In Karam and Hildebrand, DRR may have drivers who are perfect complements to one another. Karam, 23, has become known for his breathtaking passes and charges to the front. Hildebrand is the cerebral student of the sport, more calculated than daring, who moonlights as a guest instructor at Stanford University.

Karam appreciates the additional data that a second team driver provides, especially from a driver of Hildebrand’s IQ level.

“Being as intelligent as he is, it definitely is cool to hear what he has to say, his ideas, bounce things off of him,” Karam said. “I was joking around earlier. I said, back in school, if I was going to school with JR (and) I had a math test coming up, didn't really know that I was going to have a test or didn't study the night before, JR would be one of the guys I'd sit next to in the class.”

Hildebrand and Karam share one sentiment: showing their skills in the Indy 500 to increase their chances of returning as full-time Verizon IndyCar Series drivers.

“This is the only race we're signed up for this year right now,” said Karam, who drove in 12 series races for Chip Ganassi Racing in 2015 but has been an Indy 500-only competitor since. The Pennsylvanian’s best finish in four tries on the 2.5-mile oval was ninth in his rookie year of 2014 with DRR.
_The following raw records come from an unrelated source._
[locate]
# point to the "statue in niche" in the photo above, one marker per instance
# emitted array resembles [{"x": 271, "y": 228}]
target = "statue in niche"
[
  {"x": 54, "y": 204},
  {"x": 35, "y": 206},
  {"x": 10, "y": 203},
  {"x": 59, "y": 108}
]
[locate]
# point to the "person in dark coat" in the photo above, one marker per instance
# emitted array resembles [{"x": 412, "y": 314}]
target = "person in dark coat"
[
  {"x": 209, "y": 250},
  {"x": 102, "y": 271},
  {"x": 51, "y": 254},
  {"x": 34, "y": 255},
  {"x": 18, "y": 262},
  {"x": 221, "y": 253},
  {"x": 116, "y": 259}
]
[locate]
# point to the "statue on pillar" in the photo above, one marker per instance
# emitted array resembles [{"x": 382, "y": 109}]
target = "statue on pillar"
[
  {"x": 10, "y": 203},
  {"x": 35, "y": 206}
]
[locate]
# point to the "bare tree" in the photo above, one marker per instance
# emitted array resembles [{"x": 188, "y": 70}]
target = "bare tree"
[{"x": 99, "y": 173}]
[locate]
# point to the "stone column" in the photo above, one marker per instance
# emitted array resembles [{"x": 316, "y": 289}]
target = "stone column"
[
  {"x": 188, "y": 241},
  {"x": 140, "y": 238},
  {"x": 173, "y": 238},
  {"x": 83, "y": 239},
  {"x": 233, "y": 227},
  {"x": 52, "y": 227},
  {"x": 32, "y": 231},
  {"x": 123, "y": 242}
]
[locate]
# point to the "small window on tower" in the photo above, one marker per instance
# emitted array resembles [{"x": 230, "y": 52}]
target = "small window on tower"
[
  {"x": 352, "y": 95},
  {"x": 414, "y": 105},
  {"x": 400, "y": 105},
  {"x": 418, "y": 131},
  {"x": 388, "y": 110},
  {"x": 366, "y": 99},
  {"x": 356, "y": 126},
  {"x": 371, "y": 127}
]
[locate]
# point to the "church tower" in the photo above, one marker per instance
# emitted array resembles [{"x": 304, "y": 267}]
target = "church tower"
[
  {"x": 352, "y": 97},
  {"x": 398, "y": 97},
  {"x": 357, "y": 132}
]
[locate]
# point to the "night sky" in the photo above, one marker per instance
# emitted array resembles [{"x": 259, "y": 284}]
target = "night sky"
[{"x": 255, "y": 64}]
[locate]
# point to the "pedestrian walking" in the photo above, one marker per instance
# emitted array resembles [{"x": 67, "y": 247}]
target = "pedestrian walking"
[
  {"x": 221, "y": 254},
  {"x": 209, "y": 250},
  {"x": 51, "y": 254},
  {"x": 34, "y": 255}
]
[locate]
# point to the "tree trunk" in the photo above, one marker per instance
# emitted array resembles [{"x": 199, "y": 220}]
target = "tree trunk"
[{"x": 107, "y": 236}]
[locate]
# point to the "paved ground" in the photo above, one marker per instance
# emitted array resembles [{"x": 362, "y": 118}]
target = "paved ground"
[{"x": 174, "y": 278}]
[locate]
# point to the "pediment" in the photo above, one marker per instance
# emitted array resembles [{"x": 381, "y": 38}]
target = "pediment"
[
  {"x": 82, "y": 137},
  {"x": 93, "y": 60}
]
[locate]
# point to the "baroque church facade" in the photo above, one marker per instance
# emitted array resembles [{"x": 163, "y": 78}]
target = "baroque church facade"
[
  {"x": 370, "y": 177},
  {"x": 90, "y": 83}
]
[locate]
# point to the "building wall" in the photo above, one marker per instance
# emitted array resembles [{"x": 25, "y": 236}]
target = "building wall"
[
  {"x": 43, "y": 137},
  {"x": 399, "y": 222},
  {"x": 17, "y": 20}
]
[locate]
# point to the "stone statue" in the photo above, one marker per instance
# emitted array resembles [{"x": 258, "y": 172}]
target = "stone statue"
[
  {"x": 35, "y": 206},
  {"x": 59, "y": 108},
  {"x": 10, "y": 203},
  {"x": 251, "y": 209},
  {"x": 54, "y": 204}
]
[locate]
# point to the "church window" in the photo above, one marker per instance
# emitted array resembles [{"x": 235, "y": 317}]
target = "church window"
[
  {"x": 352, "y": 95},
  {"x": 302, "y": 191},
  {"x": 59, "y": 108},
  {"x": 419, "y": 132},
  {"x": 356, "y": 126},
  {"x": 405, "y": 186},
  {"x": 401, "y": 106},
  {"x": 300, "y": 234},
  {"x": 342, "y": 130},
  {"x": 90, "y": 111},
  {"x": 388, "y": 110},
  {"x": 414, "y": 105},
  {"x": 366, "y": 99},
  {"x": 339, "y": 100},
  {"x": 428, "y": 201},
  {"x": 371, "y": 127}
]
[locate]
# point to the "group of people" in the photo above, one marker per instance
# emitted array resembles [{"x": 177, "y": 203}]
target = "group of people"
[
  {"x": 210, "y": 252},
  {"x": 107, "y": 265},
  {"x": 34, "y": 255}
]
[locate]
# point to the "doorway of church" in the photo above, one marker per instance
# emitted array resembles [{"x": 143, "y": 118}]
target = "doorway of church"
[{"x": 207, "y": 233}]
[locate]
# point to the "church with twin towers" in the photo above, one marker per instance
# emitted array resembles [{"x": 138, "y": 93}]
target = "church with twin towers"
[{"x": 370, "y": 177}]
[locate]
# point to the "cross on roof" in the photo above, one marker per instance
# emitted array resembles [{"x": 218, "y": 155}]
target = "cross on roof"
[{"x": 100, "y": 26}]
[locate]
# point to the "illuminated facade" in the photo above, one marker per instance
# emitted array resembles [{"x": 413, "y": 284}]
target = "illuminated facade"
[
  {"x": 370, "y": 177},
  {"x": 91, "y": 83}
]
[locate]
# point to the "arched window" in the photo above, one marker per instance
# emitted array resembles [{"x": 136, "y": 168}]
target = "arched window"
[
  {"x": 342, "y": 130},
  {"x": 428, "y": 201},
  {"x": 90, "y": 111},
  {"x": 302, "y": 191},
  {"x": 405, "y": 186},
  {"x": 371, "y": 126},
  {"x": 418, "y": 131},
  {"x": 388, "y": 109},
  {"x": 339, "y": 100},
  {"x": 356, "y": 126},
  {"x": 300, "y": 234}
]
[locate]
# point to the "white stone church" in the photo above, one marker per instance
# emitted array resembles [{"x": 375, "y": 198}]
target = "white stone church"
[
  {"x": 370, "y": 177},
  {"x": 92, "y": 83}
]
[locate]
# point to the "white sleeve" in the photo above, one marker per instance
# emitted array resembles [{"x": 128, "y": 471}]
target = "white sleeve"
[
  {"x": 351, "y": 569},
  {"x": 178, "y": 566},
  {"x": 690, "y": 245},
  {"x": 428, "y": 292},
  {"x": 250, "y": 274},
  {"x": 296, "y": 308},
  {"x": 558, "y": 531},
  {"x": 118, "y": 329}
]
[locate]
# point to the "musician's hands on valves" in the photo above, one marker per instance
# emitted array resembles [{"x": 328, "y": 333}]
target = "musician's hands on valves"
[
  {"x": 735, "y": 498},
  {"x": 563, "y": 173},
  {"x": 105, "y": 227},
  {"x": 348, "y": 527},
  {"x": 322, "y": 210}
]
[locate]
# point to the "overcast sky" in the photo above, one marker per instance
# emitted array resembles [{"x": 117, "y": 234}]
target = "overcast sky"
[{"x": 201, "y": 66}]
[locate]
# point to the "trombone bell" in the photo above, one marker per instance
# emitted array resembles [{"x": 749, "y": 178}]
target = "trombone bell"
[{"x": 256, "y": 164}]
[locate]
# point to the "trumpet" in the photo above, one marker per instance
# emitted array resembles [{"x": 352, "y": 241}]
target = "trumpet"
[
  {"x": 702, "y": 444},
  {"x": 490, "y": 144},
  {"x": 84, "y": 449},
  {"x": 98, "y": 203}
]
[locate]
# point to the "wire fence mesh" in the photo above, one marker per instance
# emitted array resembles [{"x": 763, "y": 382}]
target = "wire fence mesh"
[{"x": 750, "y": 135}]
“A lot of people say you're remembered by your last performance,” Karam said. “We’ve got to come in and perform because ultimately we want to be in a seat more times than just the Indy 500. To do well at this race, I think is a bit bigger than doing well at a different race. If you can win this one, it's pretty good.”

Karam would like to excel as much for his team owner as much as for himself. He has driven for Reinbold in four of his five Indy 500 appearances.

“Dennis is talking about doing more races,” said Karam, who skyrocketed through the Mazda Road to Indy development ladder by winning the USF2000 championship in 2010 and Indy Lights crown in 2013. “If we can do well for Dennis, I think it helps him out, as well, helps our effort going full time or part time in the future. It's like a two-way street: good for us, good for the team, good for all the sponsors.”

Hildebrand, the 2009 Indy Lights champion, lost his full-time ride with Ed Carpenter Racing at the end of 2017. The 30-year-old from Sausalito, California, owns four top-10 finishes in seven Indy 500 starts, including runner-up as a rookie in 2011. He’s motivated by the possibilities.

“A lot of it's just about over the course of the month, then kind of culminating with Race Day here, just trying to build momentum, build momentum with the team, with the team's sponsors,” Hildebrand said. 

“That's a big part of if we can kind of roll in and have everything cranking upward toward Lap 200 (of the race), that leaves everybody feeling good about continuing to stay involved.

“Like Dennis said, at the end of the day it's all about partnerships and being able to grow on that side in order to give Sage and I a chance to continue to grow with the team. I think that's really what we shoot for, just to be able to do great on Race Day anyway, but I think that will also go hand in hand with being able to do more down the road.”